Ainsi, Gaspar évite la métaphorisation complète du réel au profit de l’immédiateté de l’expérience du monde. Là s'accroîtrait le lyrisme : dans un accord avec la nature pris dans une tension constante. Cette tension interdit pour le poète qu’il se paye de mots, elle engage toute son exactitude, toute son attention. La poésie est une résonance plus qu’une concordance entre le sujet et le monde. Le poète se préserve du trop-plein des images qui risquerait d’opacifier l’expérience initiale. C’est précisément cette résonance qui sous-tendrait le lyrisme de Patmos et autres poèmes.

La critique a montré la parenté entre la poésie de Gaspar, Montaigne et la pensée spinoziste : trois pensées de la connaissance de soi. La liberté se situe dans une meilleure connaissance de nous mêmes et des choses, hors des peurs et des passions - qui constituaient le fond de l’expression lyrique chez romantiques. Pour Lorand Gaspar, la conscience de notre finitude et de ce qui nous lie nécessairement au monde nous rend véritablement libres. Sa poésie ne se prive pas pour autant de sentiments et de sensations ; elle les double seulement de la conscience et du travail de l’intelligence. Chez Gaspar, écrire participe d’une quête de connaissance, d’un désir de « mieux vivre » comme il le répète. Ecrire consiste donc d’abord en un travail sur sa propre matière. En discourant au sein du monde, le poète travaille sur lui-même.
Cela souligne que le sujet poétique est récepteur face au monde, mais qu’il est aussi un acteur de connaissance. Ce point amène donc à une autre interrogation : celle de la posture même du poète dans l’écriture.

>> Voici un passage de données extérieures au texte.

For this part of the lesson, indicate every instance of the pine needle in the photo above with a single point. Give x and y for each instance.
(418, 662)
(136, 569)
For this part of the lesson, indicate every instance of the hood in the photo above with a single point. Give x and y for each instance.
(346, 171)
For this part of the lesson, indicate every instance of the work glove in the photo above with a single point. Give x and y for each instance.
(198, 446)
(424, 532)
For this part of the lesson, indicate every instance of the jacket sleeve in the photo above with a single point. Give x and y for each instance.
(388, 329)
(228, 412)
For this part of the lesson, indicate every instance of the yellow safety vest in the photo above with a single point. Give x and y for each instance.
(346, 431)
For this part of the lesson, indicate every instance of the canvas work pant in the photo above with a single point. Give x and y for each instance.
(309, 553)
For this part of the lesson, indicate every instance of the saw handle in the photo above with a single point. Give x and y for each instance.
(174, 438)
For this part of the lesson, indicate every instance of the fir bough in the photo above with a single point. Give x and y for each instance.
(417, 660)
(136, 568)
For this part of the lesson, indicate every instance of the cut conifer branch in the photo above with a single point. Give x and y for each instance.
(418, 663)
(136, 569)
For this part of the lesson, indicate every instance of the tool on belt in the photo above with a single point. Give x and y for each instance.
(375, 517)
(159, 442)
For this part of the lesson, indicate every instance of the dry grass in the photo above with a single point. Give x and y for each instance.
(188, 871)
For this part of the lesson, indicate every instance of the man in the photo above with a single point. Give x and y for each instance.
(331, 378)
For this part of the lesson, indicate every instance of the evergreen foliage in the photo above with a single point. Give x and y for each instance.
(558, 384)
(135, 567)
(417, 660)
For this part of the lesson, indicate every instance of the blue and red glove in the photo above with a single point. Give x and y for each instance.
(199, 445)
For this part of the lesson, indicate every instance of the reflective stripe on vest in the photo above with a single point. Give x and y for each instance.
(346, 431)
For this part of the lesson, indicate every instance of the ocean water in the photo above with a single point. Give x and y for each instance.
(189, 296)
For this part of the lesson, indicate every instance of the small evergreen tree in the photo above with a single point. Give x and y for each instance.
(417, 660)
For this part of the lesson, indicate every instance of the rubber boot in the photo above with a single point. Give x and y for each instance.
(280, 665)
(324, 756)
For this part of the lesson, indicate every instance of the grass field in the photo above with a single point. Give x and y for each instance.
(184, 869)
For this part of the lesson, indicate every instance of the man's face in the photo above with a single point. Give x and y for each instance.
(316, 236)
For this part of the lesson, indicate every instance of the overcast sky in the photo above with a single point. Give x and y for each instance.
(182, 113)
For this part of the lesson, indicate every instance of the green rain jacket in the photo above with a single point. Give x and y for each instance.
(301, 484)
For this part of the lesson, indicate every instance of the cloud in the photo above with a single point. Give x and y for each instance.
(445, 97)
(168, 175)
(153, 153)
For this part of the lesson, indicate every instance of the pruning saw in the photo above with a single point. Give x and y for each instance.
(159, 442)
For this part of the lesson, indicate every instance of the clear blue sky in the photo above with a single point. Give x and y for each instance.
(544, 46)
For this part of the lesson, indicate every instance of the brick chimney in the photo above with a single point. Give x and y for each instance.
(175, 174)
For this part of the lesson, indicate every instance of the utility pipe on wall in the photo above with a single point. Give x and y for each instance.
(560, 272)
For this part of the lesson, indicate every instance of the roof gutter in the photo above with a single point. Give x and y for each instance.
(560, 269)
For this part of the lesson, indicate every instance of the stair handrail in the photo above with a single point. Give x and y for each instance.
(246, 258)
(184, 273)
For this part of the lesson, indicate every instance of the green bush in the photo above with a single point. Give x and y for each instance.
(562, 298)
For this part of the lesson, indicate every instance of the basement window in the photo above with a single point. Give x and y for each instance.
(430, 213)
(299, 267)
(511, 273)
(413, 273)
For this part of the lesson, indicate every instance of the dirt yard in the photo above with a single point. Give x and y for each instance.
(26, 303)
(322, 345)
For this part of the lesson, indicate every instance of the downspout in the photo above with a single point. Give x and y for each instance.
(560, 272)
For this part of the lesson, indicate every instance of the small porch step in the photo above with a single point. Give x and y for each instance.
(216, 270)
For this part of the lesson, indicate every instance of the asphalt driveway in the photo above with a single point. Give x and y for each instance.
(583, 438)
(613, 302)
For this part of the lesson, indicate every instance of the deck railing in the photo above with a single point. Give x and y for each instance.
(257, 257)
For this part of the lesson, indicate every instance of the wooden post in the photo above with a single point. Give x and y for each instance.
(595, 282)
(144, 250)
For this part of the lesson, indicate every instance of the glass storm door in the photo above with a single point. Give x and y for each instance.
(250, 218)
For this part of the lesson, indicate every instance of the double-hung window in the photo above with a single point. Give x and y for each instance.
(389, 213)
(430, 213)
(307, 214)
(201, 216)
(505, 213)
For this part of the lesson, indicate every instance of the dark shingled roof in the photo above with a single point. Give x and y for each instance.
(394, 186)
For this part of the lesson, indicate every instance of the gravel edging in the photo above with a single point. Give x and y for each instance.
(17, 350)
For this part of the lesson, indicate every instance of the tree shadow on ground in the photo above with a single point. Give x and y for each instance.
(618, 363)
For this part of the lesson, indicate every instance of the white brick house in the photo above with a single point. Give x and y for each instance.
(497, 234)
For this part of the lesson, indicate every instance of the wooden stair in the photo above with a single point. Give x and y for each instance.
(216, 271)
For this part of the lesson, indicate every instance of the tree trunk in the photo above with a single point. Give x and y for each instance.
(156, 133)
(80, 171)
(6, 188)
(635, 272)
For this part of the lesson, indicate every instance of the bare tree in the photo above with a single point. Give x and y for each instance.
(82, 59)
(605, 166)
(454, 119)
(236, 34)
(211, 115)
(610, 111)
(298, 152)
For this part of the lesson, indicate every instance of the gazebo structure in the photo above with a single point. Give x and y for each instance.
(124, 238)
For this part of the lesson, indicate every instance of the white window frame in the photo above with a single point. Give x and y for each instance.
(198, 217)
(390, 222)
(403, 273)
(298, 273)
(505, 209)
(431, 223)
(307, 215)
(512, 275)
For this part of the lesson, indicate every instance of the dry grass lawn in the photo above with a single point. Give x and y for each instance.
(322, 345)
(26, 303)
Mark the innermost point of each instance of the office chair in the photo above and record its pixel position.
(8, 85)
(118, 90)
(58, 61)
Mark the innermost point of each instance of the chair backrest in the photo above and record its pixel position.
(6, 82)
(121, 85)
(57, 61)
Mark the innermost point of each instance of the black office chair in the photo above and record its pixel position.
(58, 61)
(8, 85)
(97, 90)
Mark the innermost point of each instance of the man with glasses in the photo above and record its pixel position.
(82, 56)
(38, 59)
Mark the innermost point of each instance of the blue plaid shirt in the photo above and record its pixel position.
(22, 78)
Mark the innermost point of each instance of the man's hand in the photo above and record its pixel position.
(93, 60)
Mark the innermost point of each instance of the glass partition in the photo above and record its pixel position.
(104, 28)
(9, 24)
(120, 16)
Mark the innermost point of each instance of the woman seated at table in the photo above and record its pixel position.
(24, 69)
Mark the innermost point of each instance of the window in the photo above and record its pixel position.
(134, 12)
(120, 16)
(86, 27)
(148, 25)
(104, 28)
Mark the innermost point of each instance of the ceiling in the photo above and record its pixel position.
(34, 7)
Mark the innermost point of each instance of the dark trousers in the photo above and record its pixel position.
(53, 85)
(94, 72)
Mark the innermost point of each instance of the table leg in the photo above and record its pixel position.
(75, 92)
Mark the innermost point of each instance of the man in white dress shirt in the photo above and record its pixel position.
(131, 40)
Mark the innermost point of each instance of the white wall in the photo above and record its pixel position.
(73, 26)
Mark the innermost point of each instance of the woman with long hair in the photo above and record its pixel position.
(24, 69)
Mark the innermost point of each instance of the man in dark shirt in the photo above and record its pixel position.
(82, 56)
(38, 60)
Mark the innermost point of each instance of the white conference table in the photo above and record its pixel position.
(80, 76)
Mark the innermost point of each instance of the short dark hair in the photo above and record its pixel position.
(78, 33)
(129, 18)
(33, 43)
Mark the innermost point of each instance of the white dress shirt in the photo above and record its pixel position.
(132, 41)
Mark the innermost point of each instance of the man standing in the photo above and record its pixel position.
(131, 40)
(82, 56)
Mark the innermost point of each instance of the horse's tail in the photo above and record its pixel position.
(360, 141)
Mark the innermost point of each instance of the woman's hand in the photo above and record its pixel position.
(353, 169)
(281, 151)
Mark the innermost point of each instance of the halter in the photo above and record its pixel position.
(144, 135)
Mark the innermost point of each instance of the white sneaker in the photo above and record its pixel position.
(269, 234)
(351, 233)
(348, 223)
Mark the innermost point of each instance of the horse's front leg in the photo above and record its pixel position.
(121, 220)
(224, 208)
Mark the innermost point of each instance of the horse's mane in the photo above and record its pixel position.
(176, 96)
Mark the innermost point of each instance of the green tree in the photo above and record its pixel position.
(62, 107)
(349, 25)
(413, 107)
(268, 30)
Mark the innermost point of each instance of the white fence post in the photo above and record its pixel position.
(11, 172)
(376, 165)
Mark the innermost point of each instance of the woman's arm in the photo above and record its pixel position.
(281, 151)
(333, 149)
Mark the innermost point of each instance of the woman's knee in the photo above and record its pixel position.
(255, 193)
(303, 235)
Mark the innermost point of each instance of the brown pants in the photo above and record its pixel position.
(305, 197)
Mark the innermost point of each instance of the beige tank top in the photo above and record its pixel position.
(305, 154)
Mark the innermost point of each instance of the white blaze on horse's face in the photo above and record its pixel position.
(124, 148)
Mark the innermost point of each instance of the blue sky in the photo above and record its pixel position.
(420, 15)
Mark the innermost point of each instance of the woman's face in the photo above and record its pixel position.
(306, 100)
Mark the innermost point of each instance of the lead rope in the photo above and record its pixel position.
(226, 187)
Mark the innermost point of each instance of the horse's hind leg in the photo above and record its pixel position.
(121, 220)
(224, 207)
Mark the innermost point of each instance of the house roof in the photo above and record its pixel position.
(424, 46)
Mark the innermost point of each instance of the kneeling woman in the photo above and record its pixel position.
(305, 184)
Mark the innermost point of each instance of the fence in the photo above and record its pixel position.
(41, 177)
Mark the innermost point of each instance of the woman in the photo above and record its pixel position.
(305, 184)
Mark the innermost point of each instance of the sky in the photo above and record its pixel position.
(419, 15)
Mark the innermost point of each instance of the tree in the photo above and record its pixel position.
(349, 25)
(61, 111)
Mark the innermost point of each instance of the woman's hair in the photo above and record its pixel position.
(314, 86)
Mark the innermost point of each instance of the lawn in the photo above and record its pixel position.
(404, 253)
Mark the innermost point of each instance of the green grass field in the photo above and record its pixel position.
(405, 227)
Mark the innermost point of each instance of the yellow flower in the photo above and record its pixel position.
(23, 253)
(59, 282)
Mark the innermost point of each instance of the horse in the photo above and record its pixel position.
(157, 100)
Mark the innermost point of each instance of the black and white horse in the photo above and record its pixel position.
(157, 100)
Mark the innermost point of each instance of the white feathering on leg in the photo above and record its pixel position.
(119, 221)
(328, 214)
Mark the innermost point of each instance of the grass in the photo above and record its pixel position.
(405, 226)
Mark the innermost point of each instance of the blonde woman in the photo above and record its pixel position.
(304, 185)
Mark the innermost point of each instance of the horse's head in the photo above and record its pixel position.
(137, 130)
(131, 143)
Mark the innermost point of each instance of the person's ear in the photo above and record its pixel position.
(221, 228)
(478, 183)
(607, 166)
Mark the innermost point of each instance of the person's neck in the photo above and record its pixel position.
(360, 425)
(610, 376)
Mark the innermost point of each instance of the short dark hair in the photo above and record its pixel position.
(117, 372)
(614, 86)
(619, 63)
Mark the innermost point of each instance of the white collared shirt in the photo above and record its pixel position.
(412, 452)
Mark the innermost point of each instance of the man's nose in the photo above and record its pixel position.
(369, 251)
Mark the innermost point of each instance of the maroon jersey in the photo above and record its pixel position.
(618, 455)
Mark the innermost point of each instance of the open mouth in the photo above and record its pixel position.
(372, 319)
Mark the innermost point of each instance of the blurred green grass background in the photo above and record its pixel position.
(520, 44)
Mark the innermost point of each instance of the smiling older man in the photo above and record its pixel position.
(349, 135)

Le poème a une origine confuse (il est souvent dit qu’on ne peut remonter à sa source), et le poète creuse pour clarifier ce qui est né en lui.
La puissance subjective s’épanouit donc dans l’attention même portée au monde, et le retour sur soi. L’être-là est définit par le poète lui-même comme une naissance (une co-naissance ?). Le poète est soumis aux événements qui surviennent. Comme le souligne Jean-Yves Debreuille : il « n’y a pas d’être au monde total, mais un naître au monde ». L’ouverture et l’infini sont toujours rattachés à « l’espace du dedans ». Car en privilégiant le réel, Gaspar ne fait pas le choix d’une poésie objective, mais tout simplement d’être pleinement ici et maintenant, dans la joie d’être, dans la joie aussi de l’épiphanie verbale.
On pourra reprendre la formule de Käte Hamburger qui note que dans l’énoncé lyrique, « le sujet ne prend pas pour le contenu de son énoncé l’objet de l’expérience mais l’expérience de l’objet ». Le lyrisme ne résiderait ni dans le sujet ni dans le monde (l’objet même), mais dans une expérience : l’expérience du monde et celle de l’écriture incertaine. Une humble appétence. Etonnement, émerveillement devant le monde. Cela nous amène à souligner un point important : la poésie de Gaspar est sans doute lyrique parce qu’elle porte la trace d’un désir. La présence au monde est une quête, elle se manifeste toujours par l’interrogation. Lorand Gaspar fait toujours résonner une même tonalité, celle du questionnement. Cette disposition à l’aller et à recevoir fonderait le lyrisme du poète, d’autant plus dans ce recueil où il n’est jamais observateur : toujours acteur de sa vie dans le monde, investissant le mieux possible le temps présent et l’espace.
Lyrisme dans le désir de connaissance jamais comblé, mouvement sans cesse à reprendre. Lyrisme d’une plénitude éphémère toujours aux prises avec l’incomplétude.